The action was prompted by pressure from conservation groups and a group of influential US senators. It underscores the growing willingness of environmentalists to focus their wrath on the international lending institutions that bankroll destructive projects, rather than the borrowing countries themselves.
Environmentalists are often frustrated in their attempts to protect resources in developing regions. Many developing countries, strapped for cash, are turning to short-term projects that damage the environment, but bring in needed foreign exchange.
Writing environmental safeguards into loans and getting countries to abide by them, however, are two different things.
``The banks need a method of showing they mean business when they write in a loan condition,'' says Barbara Bramble, head of the international program at the National Wildlife Federation.
The Inter-American Development Bank's message to Brazil will give the provisions needed muscle, says Ms. Bramble - both in this loan and in others written by the bank. ``Otherwise, everyone will know that as soon as pressure is applied, the bank will give in.''
The 44-member bank approved the loan in 1985, despite opposition from the bank's US representative, who cited environmental concerns. The road-paving project will link the regional capitals of P^orto Velho and Rio Branco in the tropical forest states of Acre and Rond^onia, opening up formerly isolated regions to colonization and development.
Brazilian officials say the project is a necessary - and inevitable - element in the development of the region. Environmentalists emphasize that the bank is not being urged to scuttle the deal entirely, but rather to suspend payments until environmental concerns are addressed. This way, the bank can retain influence over the project, which is already more than 25 percent complete.
The loan sounds great on paper. It includes a plan to set aside lands for indigenous peoples, conduct ecological monitoring, and use improved construction techniques.
But today, two years into the project, critics say all environmental aspects of the plan are either delayed or unimplemented. As of July, for instance, only 11 of 35 reserves for indigenous Indian groups had been laid out. Meanwhile, a state environmental agency has been created, but it only has one employee, and a forest monitoring system hasn't even been started.
``This isn't just another bad project in some distant country; it's become the key test of the bank's accountability and willingness to consider environmental factors,'' says Stephan Schwartzman, an anthropologist with the Environmental Defense Fund.
Mr. Schwartzman says that, in addition to its obvious environmental impact, the project is threatening the health of local inhabitants. Poor construction techniques have led to drainage problems, creating new breeding grounds for disease-carrying mosquitoes.
In addition, no provisions of any sort have been made for the people who live in the forest and gather natural rubber from the trees for their livelihood. Some efforts have begun to organize ``extractive reserves,'' areas in which these rubber-tappers would retain control over the trees. But unless more is done to protect this group, says Schwartzman, they are likely to suffer from the deforestation expected in the future.
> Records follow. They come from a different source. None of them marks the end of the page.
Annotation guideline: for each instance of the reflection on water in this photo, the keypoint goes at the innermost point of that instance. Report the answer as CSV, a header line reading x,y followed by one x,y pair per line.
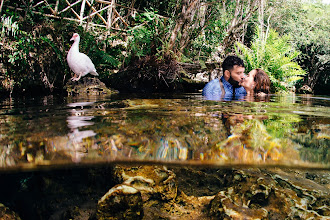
x,y
287,130
79,119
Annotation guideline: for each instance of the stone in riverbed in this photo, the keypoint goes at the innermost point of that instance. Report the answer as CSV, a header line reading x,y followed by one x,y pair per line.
x,y
7,214
88,86
120,202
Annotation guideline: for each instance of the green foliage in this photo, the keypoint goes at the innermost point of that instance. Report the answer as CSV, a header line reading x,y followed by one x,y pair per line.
x,y
275,55
308,23
148,37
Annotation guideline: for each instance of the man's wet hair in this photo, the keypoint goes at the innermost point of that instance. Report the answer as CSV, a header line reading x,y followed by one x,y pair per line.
x,y
231,61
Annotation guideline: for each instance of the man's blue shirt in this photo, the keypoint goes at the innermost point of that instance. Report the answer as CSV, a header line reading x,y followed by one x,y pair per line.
x,y
212,91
The US Senate's foreign operations appropriations subcommittee, which controls US funding to multilateral banks, has played a key role in the dispute.
Ranking member Bob Kasten (R) of Wisconsin advocates greater environmental sensitivity on the part of the multilateral banks. The lawmaker is one of several who pushed legislation through Congress requiring the Reagan administration to insure that environmental safeguards are built into the loans it approves.
Senator Kasten has accused the bank of ``monumental foot dragging'' in the affair. The lawmaker says that the bank took action only after his subcommittee, with the support of chairman Daniel Inouye (D) of Hawaii, threatened to cut off all US aid to the institution.
Bank officials, however, say outside pressure was only one factor in their decision to crack down on Brazil. If the bank is not satisfied with the response, loan dispersements could be halted as early as mid-October.